La démocratie moderne, dite de délégation, repose sur le principe  qu’il est impossible de concevoir l’organisation du bien commun et la gouvernance des peuples par la participation de tous les citoyens à toutes les décisions et à tous les stades de celles-ci.  Ce, d’autant qu’il est encore vrai qu’il existe dans nos Etats  de nombreux et profonds clivages sociaux autant qu’idéologiques, de multiples conflits d’intérêts, la complexité des enjeux politiques ainsi que la nature de certaines questions qui nécessitent des arbitrages délicats et difficiles ou des décisions rapides, voire urgentes.

Le Mali  est un Etat démocratique  doté  d’un Gouvernement (exécutif) et d’un Parlement (législatif). En raison de cela, le peuple peut-il se substituer   aux autorités  pour remplir  leurs missions constitutionnelles ? Est-il vraiment  dans son rôle de dénoncer l’inefficacité des forces étrangères dans notre pays ?  Où bien, existe-t-il  actuellement un déphasage entre le peuple  malien qui ne comprend pas les nombreux dérapages sécuritaires dans son pays et sa gouvernance  apathique ?  Une chose est évidente, c’est que les maliens  commencent à se lasser de s’accommoder de  la présence des forces étrangères.  Ils veulent ainsi, à travers leurs marches de soutien à l’armée,  forcer les autorités à décider sans délai de changer de cap.

Dans certains Etats, en raison du respect de la doctrine démocratique qui veut que le peuple soit souverain et qu’il gouverne ses propres affaires, très souvent les élus ont recours  au référendum.
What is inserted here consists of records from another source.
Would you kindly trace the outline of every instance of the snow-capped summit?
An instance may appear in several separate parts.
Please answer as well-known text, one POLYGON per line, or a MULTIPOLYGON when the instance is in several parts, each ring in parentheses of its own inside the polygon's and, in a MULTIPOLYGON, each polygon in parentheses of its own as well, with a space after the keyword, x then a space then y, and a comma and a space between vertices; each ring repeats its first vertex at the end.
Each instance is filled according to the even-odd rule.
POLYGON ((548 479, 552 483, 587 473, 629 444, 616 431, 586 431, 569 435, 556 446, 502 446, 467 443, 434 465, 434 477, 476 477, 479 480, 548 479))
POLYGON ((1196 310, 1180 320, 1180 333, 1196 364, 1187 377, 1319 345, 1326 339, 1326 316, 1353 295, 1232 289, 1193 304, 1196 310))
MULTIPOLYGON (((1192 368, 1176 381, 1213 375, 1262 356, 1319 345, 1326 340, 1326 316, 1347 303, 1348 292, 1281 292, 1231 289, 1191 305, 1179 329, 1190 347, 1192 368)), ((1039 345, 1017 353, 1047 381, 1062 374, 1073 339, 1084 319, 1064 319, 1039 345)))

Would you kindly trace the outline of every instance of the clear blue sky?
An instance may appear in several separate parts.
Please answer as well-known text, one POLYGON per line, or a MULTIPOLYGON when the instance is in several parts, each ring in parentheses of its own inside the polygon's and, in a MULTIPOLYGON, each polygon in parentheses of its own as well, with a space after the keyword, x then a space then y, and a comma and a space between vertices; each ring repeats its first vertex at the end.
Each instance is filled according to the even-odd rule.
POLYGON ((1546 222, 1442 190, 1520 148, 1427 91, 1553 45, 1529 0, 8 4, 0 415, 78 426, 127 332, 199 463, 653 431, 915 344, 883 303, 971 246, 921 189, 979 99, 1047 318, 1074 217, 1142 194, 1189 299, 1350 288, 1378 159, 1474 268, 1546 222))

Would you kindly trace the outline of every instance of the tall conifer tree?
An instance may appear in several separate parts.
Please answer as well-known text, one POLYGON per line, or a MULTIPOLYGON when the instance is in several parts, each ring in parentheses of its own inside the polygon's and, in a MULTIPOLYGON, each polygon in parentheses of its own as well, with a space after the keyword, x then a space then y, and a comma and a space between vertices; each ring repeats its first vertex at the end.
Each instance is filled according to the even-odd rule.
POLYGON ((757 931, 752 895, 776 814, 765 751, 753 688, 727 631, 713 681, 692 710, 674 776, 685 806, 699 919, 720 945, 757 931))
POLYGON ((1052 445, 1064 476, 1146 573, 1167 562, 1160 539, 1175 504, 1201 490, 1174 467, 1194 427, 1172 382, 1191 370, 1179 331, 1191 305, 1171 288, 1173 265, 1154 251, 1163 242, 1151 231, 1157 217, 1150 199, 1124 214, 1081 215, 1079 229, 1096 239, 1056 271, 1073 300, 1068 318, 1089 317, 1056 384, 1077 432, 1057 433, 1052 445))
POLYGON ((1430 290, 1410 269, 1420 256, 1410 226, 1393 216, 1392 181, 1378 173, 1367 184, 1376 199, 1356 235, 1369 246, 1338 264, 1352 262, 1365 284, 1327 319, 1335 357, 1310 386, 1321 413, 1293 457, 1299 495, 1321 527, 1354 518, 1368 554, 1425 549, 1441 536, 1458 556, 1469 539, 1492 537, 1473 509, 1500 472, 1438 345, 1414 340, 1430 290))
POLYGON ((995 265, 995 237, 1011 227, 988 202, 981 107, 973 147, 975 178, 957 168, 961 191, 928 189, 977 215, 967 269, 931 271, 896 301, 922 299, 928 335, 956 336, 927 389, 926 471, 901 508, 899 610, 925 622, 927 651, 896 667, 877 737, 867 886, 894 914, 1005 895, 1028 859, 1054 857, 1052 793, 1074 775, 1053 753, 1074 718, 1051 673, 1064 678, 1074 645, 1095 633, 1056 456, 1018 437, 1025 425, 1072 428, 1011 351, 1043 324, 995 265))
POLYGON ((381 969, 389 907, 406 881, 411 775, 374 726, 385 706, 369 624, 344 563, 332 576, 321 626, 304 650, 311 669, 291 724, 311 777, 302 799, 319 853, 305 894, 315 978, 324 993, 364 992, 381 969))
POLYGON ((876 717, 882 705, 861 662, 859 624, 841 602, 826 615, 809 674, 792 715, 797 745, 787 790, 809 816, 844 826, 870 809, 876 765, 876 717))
Dans d’autres, comme la Suisse ou certains Etats des USA,  la Constitution accorde aux citoyens,  le droit d’amorcer eux-mêmes des référendums sur plusieurs questions, y compris la révocation de mandats électifs et le blocage de lois adoptées par le Parlement.

Ce qui est loin d’être le cas dans les démocraties africaines en l’occurrence  au Mali. Lesquelles sont,     pour la plupart, dans leurs  phases transitionnelles. Où il existe généralement une  véritable accointance entre le Parlement, l’exécutif et le  judiciaire.  Ce, au détriment de l’intérêt général. Une situation qui  suscite aujourd’hui tant de frustration, de cynisme et de désintérêt parmi la population par rapport aux affaires publiques. Ainsi, les électeurs vont de moins en moins voter lors des différents scrutins électoraux cruciaux. Ce qui enlève toute légitimé aux mandataires des institutions.

Toutefois, ces mêmes  électeurs (le peuple) qui boudent les urnes ne sont pas totalement déconnectés des affaires publiques. D’autant que la capacité de résilience du peuple reste intacte quoi que l’on puisse croire. Ainsi, face à des questions d’intérêt national cruciales, le peuple  n’hésite  pas à revêtir  son costume de combattant  pour une citoyenneté populaire. A travers  l’influence de la Société civile ou de leaders d’opinion, les populations vont participer en masse aux  mouvements spontanés ou élaborés pour faire valoir  leurs positions qui sont le plus souvent contraires à celles de la gouvernance. C’est certainement  le cas des marcheurs maliens du 08 novembre.